The recapitalisation exercise, one of the most ambitious reforms under the leadership of CBN Governor Olayemi Cardoso, is designed to create stronger and better-capitalised banks capable of supporting Nigeria’s long-term economic growth.
Industry estimates indicate that about N4.05 trillion has already been raised by 20 banks, with the exercise expected to generate as much as N6 trillion in fresh capital before its conclusion.
Stronger Banks for Economic Growth
The CBN believes that a well-capitalised banking system is essential for supporting the Federal Government’s ambition to grow Nigeria’s economy to $1 trillion.
According to Cardoso, strengthening banks’ capital buffers will allow financial institutions to undertake large-scale transactions, finance infrastructure projects and support businesses across key sectors of the economy.
He noted that maintaining strong compliance culture and effective risk management remains central to the CBN’s strategy for ensuring the resilience and credibility of Nigeria’s financial system.
“Our banking system remains fundamentally sound and resilient,” Cardoso said, adding that regulators remain vigilant about emerging risks including cyber threats, operational vulnerabilities and credit concentration pressures.
Verification Process Underway
Under the recapitalisation guidelines, banks are required not only to raise funds but also to subject new capital to a strict verification process before approval.
The verification is conducted by a tripartite committee involving the Securities and Exchange Commission, the Nigeria Deposit Insurance Corporation and the CBN.
This process ensures transparency and confirms that funds raised by banks are legitimate before they are added to their capital base.
Cardoso said stress tests conducted on Nigerian banks show that the financial system remains stable, with key indicators such as the non-performing loan ratio remaining within the prudential benchmark of five percent.
Support from Global and Industry Experts
Financial experts have also highlighted the importance of the recapitalisation exercise for Nigeria’s economic future.

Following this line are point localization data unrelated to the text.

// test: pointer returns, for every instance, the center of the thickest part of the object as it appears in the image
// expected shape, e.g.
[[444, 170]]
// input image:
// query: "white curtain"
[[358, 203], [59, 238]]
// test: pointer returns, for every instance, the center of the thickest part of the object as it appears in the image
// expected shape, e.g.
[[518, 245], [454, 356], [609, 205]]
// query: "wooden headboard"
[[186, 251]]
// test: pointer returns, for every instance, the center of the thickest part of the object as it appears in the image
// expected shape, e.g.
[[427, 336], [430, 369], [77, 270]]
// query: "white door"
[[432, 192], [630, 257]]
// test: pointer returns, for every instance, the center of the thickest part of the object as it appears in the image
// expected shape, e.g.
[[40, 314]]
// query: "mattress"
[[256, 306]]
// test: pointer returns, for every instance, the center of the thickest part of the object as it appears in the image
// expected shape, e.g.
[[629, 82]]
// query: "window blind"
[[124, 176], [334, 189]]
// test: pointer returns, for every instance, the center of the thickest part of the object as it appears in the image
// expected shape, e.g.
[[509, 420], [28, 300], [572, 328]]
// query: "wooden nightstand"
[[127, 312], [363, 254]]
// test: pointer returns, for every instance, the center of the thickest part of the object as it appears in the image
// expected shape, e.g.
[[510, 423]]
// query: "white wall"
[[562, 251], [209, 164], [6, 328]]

The Country Director of the World Bank in Nigeria, Matthew Verghis, said stronger banks would enable the country to finance infrastructure development, support small businesses and drive inclusive economic growth.
Similarly, the Group Managing Director of United Bank for Africa, Oliver Alawuba, described the policy as timely and essential for positioning Nigerian banks to compete globally.
According to him, stronger capital buffers will enable banks to withstand economic shocks such as inflation, currency volatility and global geopolitical disruptions.
Driving Long-Term Economic Transformation
Analysts believe the recapitalisation programme will strengthen the ability of Nigerian banks to finance major sectors including oil and gas, agriculture, manufacturing and emerging industries such as fintech and green energy.
Experts say the reforms are expected to enhance financial stability while expanding access to credit for businesses, particularly micro, small and medium enterprises.
With the deadline approaching, regulators say the recapitalisation programme remains on track and will play a crucial role in building a more resilient banking system capable of supporting Nigeria’s economic transformation.